Dün, 2013 newrozu; Öcalan’ın tarifi ile “yeni bir dönemin miladı.”

Bu milad, bundan böyle yepyeni bir anlam taşıyacak: Öcalan’ın devletçi Neoliberal—yine kendi sözü ile “kaptialist modernite”—saflarına katıldığı gün olarak tarihe geçecek.

Cengiz Çandar’ın da yazdığı gibi, Abdullah Öcalan ve PKK meşrulaştı. Çünkü devletin meşru olarak kabul ettiği söylemi kabul edip kullanmaya başladılar.

Barış için atılan en önemli adımlardan biri olarak gösterilen Öcalan’ın metni, aslında Türkiye’deki insan hakları mücadelesinin yaşadığı en büyük trajedilerden biri.

Bu trajedinin üç temel boyutu var:

Birincisi: Erdoğan’ın şiddeti meşrulaştıran bir hareketi diyalog noktası olarak seçmesi.
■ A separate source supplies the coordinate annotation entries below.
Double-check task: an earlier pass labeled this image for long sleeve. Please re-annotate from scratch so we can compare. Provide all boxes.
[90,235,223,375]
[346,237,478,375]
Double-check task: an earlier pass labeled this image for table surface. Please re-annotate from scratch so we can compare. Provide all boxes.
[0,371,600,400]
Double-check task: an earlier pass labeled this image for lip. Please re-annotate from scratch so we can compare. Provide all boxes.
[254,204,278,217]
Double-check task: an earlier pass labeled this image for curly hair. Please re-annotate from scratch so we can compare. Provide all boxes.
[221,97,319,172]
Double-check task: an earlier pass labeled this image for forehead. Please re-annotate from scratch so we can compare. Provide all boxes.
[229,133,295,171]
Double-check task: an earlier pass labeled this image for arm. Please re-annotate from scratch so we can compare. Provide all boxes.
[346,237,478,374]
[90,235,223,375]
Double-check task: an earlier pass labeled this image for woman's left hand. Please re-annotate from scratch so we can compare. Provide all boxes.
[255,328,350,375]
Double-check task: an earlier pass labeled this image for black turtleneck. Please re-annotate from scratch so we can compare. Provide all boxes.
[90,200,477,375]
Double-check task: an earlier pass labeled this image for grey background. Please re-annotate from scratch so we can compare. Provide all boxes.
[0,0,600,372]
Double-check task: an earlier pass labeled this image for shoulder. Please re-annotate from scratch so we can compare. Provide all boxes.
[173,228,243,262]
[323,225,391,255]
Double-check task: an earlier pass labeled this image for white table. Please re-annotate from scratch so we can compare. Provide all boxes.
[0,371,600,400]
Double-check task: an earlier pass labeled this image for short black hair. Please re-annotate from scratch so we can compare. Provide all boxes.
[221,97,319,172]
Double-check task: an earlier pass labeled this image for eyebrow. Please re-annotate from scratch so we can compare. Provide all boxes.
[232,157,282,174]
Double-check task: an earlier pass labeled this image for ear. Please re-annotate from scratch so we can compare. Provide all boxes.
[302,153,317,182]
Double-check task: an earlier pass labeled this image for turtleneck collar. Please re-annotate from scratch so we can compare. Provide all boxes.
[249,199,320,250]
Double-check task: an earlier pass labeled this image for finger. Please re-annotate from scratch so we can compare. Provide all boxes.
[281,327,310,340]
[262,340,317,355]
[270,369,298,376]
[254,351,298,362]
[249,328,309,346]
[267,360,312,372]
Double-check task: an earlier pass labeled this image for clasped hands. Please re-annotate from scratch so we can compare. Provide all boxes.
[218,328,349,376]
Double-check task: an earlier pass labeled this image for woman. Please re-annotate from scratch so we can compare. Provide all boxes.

Bunun sonucunda Öcalan ve PKK’ya ses vererek BDP’yi ve şiddeti dışlayan Kürt hareketini muhattap almaması. Sorduğumuz soru gayet basit: uzlaşma kanla mı gelmek zorunda? Yakın geçmişte “PKK Kürt vatandaşlarımı temsil etmez” diyen Erdoğan’ın şiddeti ve şiddete dayalı çözümü barışa giden bir yol olarak göstermesi sebebi ile, Öcalan’ın konuşması büyük bir trajedi.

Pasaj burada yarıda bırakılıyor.